Gateway Troubleshooting

This page covers the current operator-facing failure modes for gateway attach, live readiness, and same-session gateway lifecycle.

Attach Times Out Waiting For Health Readiness

If attach reports Timed out waiting for gateway health readiness on 127.0.0.1:<port>., the runtime started a gateway surface and discovered the intended listener, but repeated GET /health probes did not return a valid gateway health payload before the readiness deadline.

Current attach errors include Last health probe error: ... when the readiness loop observed a gateway HTTP client failure. Use that suffix first because it points at the client-side reason the health check could not complete.

Common readings:

  • Connection refused, timeout text, or socket errors usually mean the sidecar did not keep serving on the discovered listener; inspect <session-root>/gateway/logs/gateway.log and <session-root>/gateway/run/current-instance.json.
  • gateway returned invalid JSON usually means the port answered, but not with the Houmao gateway health contract; check for a listener collision or stale desired-port reuse.
  • proxy-related wording, proxy refusal, or a non-loopback proxy endpoint usually means ambient proxy variables captured loopback readiness traffic.

Gateway client calls are local control-plane calls. By default, Houmao bypasses ambient proxy variables such as HTTP_PROXY, HTTPS_PROXY, ALL_PROXY, and lowercase variants for live gateway calls, and it does not mutate process-wide NO_PROXY or no_proxy. Set HOUMAO_GATEWAY_RESPECT_PROXY_ENV=1 only when you intentionally want GatewayClient to use normal Python environment proxy handling for live gateway HTTP.

Useful first checks:

houmao-mgr agents single --agent-name <friendly-name> gateway status
env | grep -Ei '^(http_proxy|https_proxy|all_proxy|no_proxy)='

If you are debugging an older build that still routes gateway readiness through proxy envs, temporarily remove proxy variables or set loopback bypass while attaching:

env -u HTTP_PROXY -u HTTPS_PROXY -u ALL_PROXY \
    -u http_proxy -u https_proxy -u all_proxy \
    NO_PROXY=127.0.0.1,localhost no_proxy=127.0.0.1,localhost \
    houmao-mgr agents single --agent-name <friendly-name> gateway attach

Need Postmortem Evidence For A Gateway Route

gateway.log is still the first live tailing surface, but it intentionally stays compact. For richer local evidence, enable gateway diagnostic logging in the gateway root's desired-config.json before the next attach or restart:

{
  "schema_version": 1,
  "desired_diagnostic_logging": {
    "enabled": true,
    "max_bytes": 1048576,
    "backup_count": 5
  }
}

After the gateway restarts, structured diagnostic entries are written to <session-root>/gateway/logs/diagnostics/gateway-diagnostic.log, with rotated backups such as gateway-diagnostic.log.1. These entries capture HTTP completion status, request-body validation failures, mailbox facade starts/successes/failures, and selected queue/control/reminder/notifier warning or error paths.

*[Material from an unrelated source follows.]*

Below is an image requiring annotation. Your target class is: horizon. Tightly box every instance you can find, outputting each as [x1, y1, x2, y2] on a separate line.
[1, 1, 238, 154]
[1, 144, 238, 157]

Diagnostic logs are cleanup-sensitive log artifacts. They are not authoritative queue or notifier state. Use queue.sqlite for queued request records and notifier audit rows, events.jsonl for append-only gateway events, and state.json for the latest status snapshot. Diagnostic logs also avoid mailbox bodies, raw prompts, attachment contents, authorization headers, cookies, bearer tokens, credential material, and environment secrets by default.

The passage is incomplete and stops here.